The state of nature is a war of all against all, he said, and in it, the life of man is solitary, poor, nasty, brutish, and short. For purely selfish reasons, people concede some of their liberties to a ruler who can gather the resources to punish theft, force people to keep their word, and commit resources to necessities which each man would rather let someone else pay for.
This is Locke's argument too, although he is a muddled writer.
In any case, it is the idea of a social contract, not claims of natural goodness, which influenced political thought. Locke's conception of mankind is simply that people are created by their environment--the mind is a blank slate at birth--and this has more to do with his arguments about perception and thought than any political claims.
Except, of course, the implicit claim that everyone is equal at birth.
The claim of the social-contract is that the king is a creation of the people or, in our day, to say that a government derives its just powers from the consent of the governed.
The only political philosopher who argues for the goodness of man, so far as I know, is Rousseau. He has no connection to political liberalism that I can see.
From the other Enlightenment authors, of whom Jefferson et al were great students, there is a similar notion--the perfectibility of man. Maybe that's what the author of this entry is trying to get at.

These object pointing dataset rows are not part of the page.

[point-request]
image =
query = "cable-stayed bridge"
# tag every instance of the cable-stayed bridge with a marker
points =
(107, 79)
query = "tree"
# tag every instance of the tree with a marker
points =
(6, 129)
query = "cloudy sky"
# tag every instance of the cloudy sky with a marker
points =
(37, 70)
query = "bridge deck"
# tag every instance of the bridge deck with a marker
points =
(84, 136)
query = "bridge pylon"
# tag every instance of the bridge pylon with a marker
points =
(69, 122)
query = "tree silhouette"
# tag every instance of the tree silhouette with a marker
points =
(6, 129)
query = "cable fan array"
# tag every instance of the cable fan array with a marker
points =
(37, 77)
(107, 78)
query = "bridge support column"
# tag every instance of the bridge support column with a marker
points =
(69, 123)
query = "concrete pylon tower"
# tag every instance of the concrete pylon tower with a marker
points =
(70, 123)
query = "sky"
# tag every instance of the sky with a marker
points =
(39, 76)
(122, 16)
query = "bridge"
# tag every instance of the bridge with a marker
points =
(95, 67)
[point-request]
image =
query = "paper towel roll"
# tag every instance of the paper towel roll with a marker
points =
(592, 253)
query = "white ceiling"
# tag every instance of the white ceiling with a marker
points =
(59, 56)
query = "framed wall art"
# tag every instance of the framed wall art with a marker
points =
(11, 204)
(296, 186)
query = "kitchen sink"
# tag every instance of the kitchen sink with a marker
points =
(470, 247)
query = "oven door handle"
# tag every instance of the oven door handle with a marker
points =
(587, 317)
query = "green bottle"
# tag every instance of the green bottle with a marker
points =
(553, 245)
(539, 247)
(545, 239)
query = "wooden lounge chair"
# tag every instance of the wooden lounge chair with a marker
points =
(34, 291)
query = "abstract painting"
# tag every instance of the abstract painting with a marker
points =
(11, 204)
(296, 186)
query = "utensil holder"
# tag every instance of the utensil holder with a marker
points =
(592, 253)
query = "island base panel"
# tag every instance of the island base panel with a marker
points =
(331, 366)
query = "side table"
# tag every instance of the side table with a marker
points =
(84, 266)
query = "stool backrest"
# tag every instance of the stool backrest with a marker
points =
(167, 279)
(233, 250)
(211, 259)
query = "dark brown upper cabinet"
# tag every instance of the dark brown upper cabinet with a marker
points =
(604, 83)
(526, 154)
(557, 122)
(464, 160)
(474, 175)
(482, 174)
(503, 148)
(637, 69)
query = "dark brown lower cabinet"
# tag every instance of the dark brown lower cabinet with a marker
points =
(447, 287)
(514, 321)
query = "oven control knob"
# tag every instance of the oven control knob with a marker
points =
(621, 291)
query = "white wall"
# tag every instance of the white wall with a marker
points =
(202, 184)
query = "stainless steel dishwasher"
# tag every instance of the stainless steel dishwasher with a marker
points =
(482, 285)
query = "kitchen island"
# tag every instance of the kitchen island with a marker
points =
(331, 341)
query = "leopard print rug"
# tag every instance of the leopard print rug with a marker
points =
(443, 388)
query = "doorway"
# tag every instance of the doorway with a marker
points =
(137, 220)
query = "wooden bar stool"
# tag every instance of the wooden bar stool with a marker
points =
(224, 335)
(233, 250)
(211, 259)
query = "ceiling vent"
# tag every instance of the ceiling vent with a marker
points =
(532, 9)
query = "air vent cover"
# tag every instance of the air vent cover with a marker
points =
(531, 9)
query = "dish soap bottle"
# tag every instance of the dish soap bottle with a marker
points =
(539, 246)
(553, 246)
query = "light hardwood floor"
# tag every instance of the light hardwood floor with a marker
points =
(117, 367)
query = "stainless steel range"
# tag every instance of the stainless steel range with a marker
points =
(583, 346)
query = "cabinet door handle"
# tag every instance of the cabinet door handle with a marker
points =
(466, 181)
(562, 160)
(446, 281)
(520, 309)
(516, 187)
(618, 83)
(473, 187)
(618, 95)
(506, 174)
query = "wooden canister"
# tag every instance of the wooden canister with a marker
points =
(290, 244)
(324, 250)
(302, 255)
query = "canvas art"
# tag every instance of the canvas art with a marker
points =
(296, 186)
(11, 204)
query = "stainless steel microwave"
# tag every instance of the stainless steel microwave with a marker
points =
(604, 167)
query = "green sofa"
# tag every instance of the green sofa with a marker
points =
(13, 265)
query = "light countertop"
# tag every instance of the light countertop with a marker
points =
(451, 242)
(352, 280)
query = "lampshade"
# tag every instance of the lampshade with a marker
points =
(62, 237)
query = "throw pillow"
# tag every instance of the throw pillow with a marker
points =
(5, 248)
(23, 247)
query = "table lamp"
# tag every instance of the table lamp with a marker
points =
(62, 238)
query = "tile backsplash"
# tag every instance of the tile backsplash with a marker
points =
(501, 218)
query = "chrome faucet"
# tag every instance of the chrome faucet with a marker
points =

The idea here is that people can improve themselves and their society without the guidance of a traditional authority. It arises in response to the dominance of a land-owning aristocracy. It is more or less the ideology of the rising middle class.
You can see that the social contract and the idea of perfectibility are related. Both are attacks on conservative values, challenging the assumption that some class of gooder, smarter, righter people DESERVE to run the show.
The conservative idea: there is a set of people who own all the productive land and collect part of the harvests that other people produce, but this group of landowners contribute something essential to society. They are not grubbing for a living, so they can remember the past and think ahead. They preserve tradition, conserve resources for future generations, moderate the impulsive to-and-fro of little men's present worries.
By the time liberalism arises, the Church had allied with the men of property. And the word liberalism was, as I recall, originally a term of religious accusation--if people tried to think for themselves, they would become libertines: promiscuous, unproductive, ruled by impulse.
By that time, though, the French landed aristocracy was represented by fellows like the Marquis de Sade.
Part of a general revision which I'll submit once I've worked out its implications in my own mind.